Cool, I'm glad it worked out. I used mine today on a little deck. They are awesome on certain things. 
The only trouble I had was getting replacement pads that hold the paper. They only list for about $20, but they were on back order for 3 months or something crazy. Ended up using the repair kit that you glue on.


----------



## Delta Painting (Apr 27, 2010)

HorizonPainting said:


> Well, I went out and purchased the Dewalt you described. It was $89 at Lowes and worth every penny. It made short work of the "fuzz" on the siding. I went though about 10 sanding disks, which wasn't much. The HO was very impressed on how well the siding turned out. I went over it with PPG Speedhide primer. I'm wondering if the PPG Sealgrip wood permanizer would have been a better choice... maybe next time. Thanks for the tip on the sander!



Got any finish pic's?


----------



## HorizonPainting (Apr 1, 2011)

The first pic is after sanding. Second is after final coats. It was a rough and messy job, but the HO was very happy. I could have spent a week on it, but they wanted it done ASAP.


----------



## HorizonPainting (Apr 1, 2011)

The siding was still green from the solid color stain they tried to use to cover up the damage.


----------



## KD PAINTING (Nov 8, 2012)

Sanding would help here, it will take some time...Good Luck!


----------



## Pete Martin the Painter (Nov 8, 2012)

cdpainting said:


> after priming it made the fibers stiff and made it easier to sand the fibers off.
> 
> Good luck that don't look like fun.



I have never dealt with anything on this scale, but I have found that this works. When I have dealt with "fuzzy" clapboards that seemed to take forever to get smooth with a sander, I just prime and then sand. The stiff fibers come off much easier.


----------



## moser22 (Aug 1, 2014)

*Pressure wash eched into cedar*

We (HO) have a similar situation where you can see where he went back and forth with the washer sprayer. We have put one coat of primer and one coat of paint and you can still see the lines...its horrible looking. Would the above 'fix' work for this as well?


----------



## Jmayspaint (Mar 26, 2013)

moser22 said:


> We (HO) have a similar situation where you can see where he went back and forth with the washer sprayer. We have put one coat of primer and one coat of paint and you can still see the lines...its horrible looking. Would the above 'fix' work for this as well?
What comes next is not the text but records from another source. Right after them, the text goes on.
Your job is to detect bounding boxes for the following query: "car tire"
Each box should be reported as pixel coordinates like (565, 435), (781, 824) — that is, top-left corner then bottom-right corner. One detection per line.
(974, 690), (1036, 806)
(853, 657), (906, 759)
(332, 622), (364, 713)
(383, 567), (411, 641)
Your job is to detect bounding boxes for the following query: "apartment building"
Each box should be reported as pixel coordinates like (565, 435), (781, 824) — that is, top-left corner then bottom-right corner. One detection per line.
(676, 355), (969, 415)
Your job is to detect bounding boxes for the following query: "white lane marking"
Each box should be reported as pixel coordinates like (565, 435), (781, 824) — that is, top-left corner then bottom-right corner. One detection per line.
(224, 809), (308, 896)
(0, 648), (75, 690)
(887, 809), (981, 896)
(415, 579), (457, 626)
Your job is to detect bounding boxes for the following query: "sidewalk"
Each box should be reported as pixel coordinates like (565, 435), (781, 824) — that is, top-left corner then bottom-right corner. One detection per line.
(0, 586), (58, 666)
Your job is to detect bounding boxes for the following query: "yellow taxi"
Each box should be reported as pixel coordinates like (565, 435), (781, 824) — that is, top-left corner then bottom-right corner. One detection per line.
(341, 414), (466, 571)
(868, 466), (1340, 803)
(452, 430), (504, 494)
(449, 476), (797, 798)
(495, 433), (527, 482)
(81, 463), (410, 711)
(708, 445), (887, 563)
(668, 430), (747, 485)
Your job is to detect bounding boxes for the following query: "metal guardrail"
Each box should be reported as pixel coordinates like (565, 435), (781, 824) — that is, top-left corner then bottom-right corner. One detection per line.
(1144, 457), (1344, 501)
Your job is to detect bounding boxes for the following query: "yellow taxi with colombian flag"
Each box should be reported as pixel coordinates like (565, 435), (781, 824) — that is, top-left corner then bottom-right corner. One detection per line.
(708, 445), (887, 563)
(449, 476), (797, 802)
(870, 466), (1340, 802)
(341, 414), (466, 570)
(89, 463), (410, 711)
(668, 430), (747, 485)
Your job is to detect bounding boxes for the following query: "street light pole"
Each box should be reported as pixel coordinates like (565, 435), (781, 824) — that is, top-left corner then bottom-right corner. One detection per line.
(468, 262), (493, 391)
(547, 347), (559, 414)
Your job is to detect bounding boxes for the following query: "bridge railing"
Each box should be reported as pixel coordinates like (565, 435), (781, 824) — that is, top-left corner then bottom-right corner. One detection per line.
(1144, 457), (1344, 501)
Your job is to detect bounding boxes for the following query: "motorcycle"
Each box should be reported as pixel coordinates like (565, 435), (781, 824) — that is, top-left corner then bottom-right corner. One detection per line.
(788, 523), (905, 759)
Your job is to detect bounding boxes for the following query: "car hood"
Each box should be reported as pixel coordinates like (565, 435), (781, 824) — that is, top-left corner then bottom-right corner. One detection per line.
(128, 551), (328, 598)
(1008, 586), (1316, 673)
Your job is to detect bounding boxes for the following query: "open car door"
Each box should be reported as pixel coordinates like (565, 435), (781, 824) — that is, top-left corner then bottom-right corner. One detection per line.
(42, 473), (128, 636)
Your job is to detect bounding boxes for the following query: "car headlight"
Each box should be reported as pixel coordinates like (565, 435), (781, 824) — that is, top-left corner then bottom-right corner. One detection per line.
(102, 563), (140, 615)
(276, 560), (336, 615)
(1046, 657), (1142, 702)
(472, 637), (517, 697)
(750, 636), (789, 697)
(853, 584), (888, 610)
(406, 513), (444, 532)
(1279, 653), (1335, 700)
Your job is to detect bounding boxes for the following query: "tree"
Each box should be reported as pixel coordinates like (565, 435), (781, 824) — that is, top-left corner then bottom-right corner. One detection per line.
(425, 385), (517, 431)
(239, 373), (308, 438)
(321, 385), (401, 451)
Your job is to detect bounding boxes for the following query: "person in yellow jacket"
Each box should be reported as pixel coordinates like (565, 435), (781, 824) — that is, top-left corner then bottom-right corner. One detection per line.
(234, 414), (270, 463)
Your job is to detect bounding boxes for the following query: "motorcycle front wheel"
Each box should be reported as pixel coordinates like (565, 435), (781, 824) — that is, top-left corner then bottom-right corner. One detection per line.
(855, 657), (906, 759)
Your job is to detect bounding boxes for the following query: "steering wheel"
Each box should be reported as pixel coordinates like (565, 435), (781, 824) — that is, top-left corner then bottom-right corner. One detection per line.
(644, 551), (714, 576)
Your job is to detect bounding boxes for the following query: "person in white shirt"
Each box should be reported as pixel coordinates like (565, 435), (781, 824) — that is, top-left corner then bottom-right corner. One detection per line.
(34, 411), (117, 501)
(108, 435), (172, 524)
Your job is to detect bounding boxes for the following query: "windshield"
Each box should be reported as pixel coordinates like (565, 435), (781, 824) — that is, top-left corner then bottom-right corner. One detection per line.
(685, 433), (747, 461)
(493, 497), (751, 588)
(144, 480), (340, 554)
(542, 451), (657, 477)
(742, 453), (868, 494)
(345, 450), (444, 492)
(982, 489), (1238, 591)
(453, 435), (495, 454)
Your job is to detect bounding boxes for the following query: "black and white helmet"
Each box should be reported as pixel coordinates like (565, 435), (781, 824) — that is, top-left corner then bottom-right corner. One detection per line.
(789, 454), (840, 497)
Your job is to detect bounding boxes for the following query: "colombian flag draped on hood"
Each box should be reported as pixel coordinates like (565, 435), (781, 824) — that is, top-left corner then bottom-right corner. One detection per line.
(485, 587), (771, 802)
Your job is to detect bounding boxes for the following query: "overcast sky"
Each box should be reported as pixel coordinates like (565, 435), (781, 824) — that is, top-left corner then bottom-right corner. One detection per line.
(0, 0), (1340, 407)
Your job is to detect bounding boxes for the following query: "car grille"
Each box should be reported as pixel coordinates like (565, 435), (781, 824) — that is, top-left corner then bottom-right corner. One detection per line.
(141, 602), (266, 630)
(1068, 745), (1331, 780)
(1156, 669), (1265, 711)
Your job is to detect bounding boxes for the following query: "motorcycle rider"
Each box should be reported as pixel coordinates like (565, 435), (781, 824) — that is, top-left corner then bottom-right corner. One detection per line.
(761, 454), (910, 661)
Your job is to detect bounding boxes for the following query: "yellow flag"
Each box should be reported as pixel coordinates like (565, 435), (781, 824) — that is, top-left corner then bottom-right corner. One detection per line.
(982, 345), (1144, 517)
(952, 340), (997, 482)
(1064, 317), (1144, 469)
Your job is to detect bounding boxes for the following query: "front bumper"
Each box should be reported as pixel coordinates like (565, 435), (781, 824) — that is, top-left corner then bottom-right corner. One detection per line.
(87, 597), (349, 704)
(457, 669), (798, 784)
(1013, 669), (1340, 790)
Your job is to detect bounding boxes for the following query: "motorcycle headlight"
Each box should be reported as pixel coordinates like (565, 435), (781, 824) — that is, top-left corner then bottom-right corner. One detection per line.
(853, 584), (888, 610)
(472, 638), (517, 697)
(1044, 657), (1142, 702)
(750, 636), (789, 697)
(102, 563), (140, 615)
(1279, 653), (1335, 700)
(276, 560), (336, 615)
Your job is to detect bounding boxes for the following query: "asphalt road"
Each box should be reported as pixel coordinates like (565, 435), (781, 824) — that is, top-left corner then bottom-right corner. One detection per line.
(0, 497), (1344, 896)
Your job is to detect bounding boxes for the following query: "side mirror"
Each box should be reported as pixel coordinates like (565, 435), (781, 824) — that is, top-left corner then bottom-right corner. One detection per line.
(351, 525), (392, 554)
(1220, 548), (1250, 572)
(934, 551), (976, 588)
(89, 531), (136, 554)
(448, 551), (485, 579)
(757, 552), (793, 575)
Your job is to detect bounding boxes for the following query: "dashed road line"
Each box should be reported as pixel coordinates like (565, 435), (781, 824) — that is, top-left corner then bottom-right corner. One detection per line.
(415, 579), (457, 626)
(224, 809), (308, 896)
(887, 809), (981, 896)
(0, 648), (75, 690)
Now that it's painted, sanding isn't going to be very effective unless you sand all the paint off. 

If this thread gets shut down, come on over to the DIY section of the forums.


----------



## moser22 (Aug 1, 2014)

Thanks for replying! Are there any alternatives? Like a thicker primer and more paint?


----------



## Bender (Aug 10, 2008)

moser22 said:


> Thanks for replying! Are there any alternatives? Like a thicker primer and more paint?


Behr
siding, paint and primer in one:jester:


----------



## bmoorecl (May 29, 2013)

Bet,they used a turbo nozzle.most of them does.for fast removal,That nozzle just grits.away wood.at high pressure.


----------



## Krittterkare (Jul 12, 2013)

Delta Painting said:


> I have seen a lot worse bone head amateur's thinking a washer is a scraper...
> 
> Thank You! A pressure washer is used to clean a house and a paint scraper is used to scrape paint, rarely is a washer a shortcut to scraping, so many times I get to a job and paintchips everywhere and more prep and a worse looking surface then before and they failed to wash concrete that meets siding that has a pile of dusty crud left behind that could have been easily masked off.


----------